You can see this for yourself in an experiment that changes your vantage point (in this case our galaxy) to show the distance between you and other galaxies, and how their position relative to you changes across space. Do this by imaging a group of dots and imposing it over another larger image of a group of dots with equal space between the dots themselves.
“Depending upon your perspective” Krauss says, “either every place is the center of the universe, or no place is. It doesn’t matter; Hubble’s law is consistent with a universe that is expanding.”

Cool stuff like this is always happening within our universe. Supernovae for example, the death of a star by cataclysmic explosion, are happening all that time, but are very rare to independent galaxies. To put this in perspective, Krauss suggests going out on a starry night and making a circle with your finger and thumb and holding it up to the sky to act like a captive lens of sorts, picking up supernovae right there in your hand!
“In this dark patch” Krauss explains, “with a large enough telescope of the type we now have in service today, you could discern perhaps 100,000 galaxies, each containing billions of stars. Since supernovae explode once per hundred years per galaxy, with 100,00 galaxies in view, you should expect to see, on average, about three stars explode on a given night.”

There are a lot of amazing things that happen within our universe, but all of this just seems to beg the question.

Where did it all come from? Why is it even here?

Well the short answer is, nowhere.

After weighing the universe and taking into account the energy of empty space, the data suggests that our universe is just a by-product of a quantum fluctuation of sorts.
“The existence of energy in empty space – the discovery that rocked our cosmological universe and the idea that forms the bedrock of inflation – only reinforces something about the quantum world that was already well established in the context of the kinds of laboratory experiments I have already described. Empty space is complicated. It is a boiling brew of virtual particles that pop into and out of existence in a time so short we cannot see them directly”

What’s so interesting about these virtual particles is that when we’re not measuring them. they seem to be everywhere but in one place. They shoot from point to point in all possible states – even backwards in time it seems – including states that would not be possible had the quantum system been measured. This is very spooky action indeed, and has game changing implications about the physical world around us. This real-magic applies to you too! But what’s even more interesting is that these “quantum fluctuations” imply something essential about the quantum world: nothing always produces something, if only for an instant.”

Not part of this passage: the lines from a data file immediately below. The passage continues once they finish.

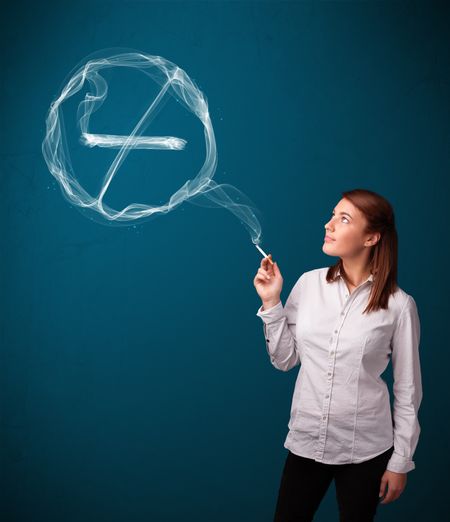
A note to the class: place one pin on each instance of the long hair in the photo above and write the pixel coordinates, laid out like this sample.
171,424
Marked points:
383,255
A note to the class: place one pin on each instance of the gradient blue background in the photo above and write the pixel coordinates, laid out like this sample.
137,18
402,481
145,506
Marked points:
134,378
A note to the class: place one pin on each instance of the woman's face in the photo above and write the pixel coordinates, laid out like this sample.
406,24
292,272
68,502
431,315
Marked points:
346,228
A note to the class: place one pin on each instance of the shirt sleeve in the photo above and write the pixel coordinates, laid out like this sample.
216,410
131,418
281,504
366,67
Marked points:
279,324
407,388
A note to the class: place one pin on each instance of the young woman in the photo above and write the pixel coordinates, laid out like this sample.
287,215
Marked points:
341,324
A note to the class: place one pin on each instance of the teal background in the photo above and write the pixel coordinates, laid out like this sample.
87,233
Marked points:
134,378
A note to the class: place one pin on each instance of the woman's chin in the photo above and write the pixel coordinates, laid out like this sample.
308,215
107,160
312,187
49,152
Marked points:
327,250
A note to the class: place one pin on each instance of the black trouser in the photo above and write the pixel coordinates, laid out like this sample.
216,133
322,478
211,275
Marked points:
304,483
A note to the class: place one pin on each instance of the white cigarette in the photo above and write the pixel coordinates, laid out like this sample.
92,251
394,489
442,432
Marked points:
263,253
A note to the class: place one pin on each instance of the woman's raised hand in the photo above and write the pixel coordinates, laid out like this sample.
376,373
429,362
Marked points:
268,282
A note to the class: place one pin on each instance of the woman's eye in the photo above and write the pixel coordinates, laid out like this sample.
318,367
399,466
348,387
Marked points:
343,217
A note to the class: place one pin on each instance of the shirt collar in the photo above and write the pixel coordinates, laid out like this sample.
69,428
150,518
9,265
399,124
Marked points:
338,274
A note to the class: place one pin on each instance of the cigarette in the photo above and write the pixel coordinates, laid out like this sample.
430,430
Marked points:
263,253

Could our universe just be a huge system sprang into existence for a cosmic instant, but what appears to us to be a grand eternity? An infinity of sorts? Who knows?
“But here’s the rub” Krauss continues, “The conversation of energy tells us that quantum systems can misbehave for only so long. Like embezzling stockbrokers, if the state that a system fluctuates into requires sneaking some energy from empty space, then the system has to return that energy in a time short enough so that no one measuring the system can detect it.
As a result, you might presume to safely argue that this “something” that is produced quantum fluctuations is ephemeral – not measurable, unlike, say, you or I or the Earth on which we live. But this ephemeral creation, too, is subject to the circumstances associated with our measurements.” 

The mystery of the universe is still being investigated by particle and theoretical physicists across the globe. The Large Hadron Collider, the world’s largest particle accelerator/collider known to man, is currently making waves in the scientific community by popping new elementary particles into existence for research and insight into the vast mystery that is the universe.